I was sitting here at the computer desk and Bean walks in. She says "hey mama can I go get one of my pumpkin candies to eat?" I say sure and keep working away here at the beast. A few minutes later she comes up, with s few sugar crystals around her lips and she says "here Mama", I look and she is holding up this tiny orange pumpkin for me. She just stood there, holding that pumkin aloft and smiling at me. The light from the window was bright and diffused and lighting her face up like an Angel's. I looked at her and then the entirety of my love for her sort of flooded through me. I saw her for what she is and I realized how very deeply she has wound her way into my heart. This is nothing new really , I did know these things in almost the first minute I held her, but sometimes you get a flash and you just KNOW more than other times. It's like we walk around with this buffering system on because otherwise our love for our children would blind us.
So. I accepted that pumpkin and I pulled her up onto my lap and I curled her up and I hugged her and smelled her hair. I told her that I loved her. LOVED HER. I think she felt that moment too because she said "whoo!
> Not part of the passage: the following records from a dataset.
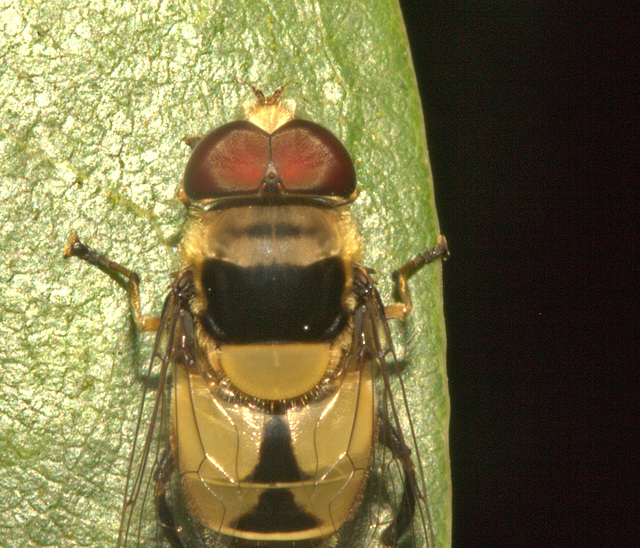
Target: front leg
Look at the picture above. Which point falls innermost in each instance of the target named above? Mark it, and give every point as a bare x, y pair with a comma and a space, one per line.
75, 248
402, 309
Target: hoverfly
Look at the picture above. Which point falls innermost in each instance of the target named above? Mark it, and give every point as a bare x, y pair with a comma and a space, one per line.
273, 423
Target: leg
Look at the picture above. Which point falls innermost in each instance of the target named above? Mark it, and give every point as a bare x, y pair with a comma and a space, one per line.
402, 309
406, 509
75, 248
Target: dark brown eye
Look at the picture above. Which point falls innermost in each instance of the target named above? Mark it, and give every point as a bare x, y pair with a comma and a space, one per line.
232, 159
309, 159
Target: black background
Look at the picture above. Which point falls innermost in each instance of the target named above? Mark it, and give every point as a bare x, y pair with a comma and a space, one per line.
530, 108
Gosh Mama am I the only one that you love?" I told her that no, she was not the only one that I loved that I was lucky enough to have many people that I loved but that my love for her was different, that it was one of a kind. She asked me how. I told her that my love for her was fierce. She wanted to know what that meant. I said fierce love is bright and bold, strong and big and can't be lost or broken, that it was the closest thing to magic that I could do.
"Whooo!" she said.



*"whooo!" =the thing that Ev says when she is overwhelmed with emotions- good ones. It always has been, I will know that I am in trouble when as a teen, she looks at a boy and a small "whoo!" slips out.

1 comment:

kitchu said...

what a fantastic post... i'm covered in goosebumps and adding you to bloglines.

and thank you for your comment today... it meant a lot.